An analysis by the BBC found international echoes in the Corbyn situation. It said: “All over the West, a minority of people feel failed by those who have been in power for years, and by their conventional, middle-of-the-road policies.”

Hard-left groups in Greece and Spain and hard-right parties such as Britain’s UKIP, as well as nationalist organisations like America’s Tea Party, are pressing for a new kind of politics.

LACKING SUPPORT

They demand sincerity and authenticity among politicians, leaders “who speak like the rest of us,” not like lawyers deploying a string of empty phrases to say as little as possible.

Corbyn is seen by his supporters as just such a man. His independence is such that he has rebelled against his own party in the Commons 500 times.

Among the new party leader’s problems are these: The vast majority of Labour’s own MPs do not support him; and his political stance seems so far from the views expressed by many British people, not least in the recent election, that there are serious doubts he could ever win power.

A councillor in Crawley, Brenda Smith, told the BBC: “It’s a nightmare.

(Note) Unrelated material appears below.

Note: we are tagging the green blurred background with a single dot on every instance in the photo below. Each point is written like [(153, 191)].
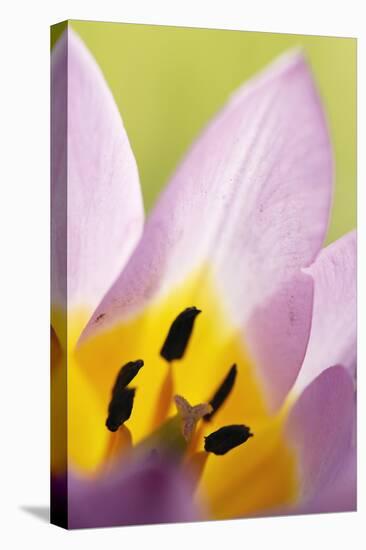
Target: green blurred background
[(169, 81)]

I believe Mr Corbyn’s policies are correct – it is what all of us as socialists carry in our hearts — but it is whether or not you can deliver that. Principles are no good without power.”

CORBYN'S POLICIES
Opponents have questioned the realism of Corbyn’s policies, which include reversing welfare cuts, increasing the minimum wage, renationalisation of the railways and state takeovers of other industries.

When asked how he would fund his expensive reform programme, he said he would print money. This, he said, was what the state did to save the banks in the 1998 crisis, only they called it quantitative easing.

Labour’s new shadow Chancellor of the Exchequer, John McDonnell, filled in the details.

Declaring that he was not a deficit denier and believed that the national shortfall must be tackled, he said this would be done by halting tax advantages to the very rich and to corporations, by ensuring they paid their due taxes and by investing in housing and infrastructure.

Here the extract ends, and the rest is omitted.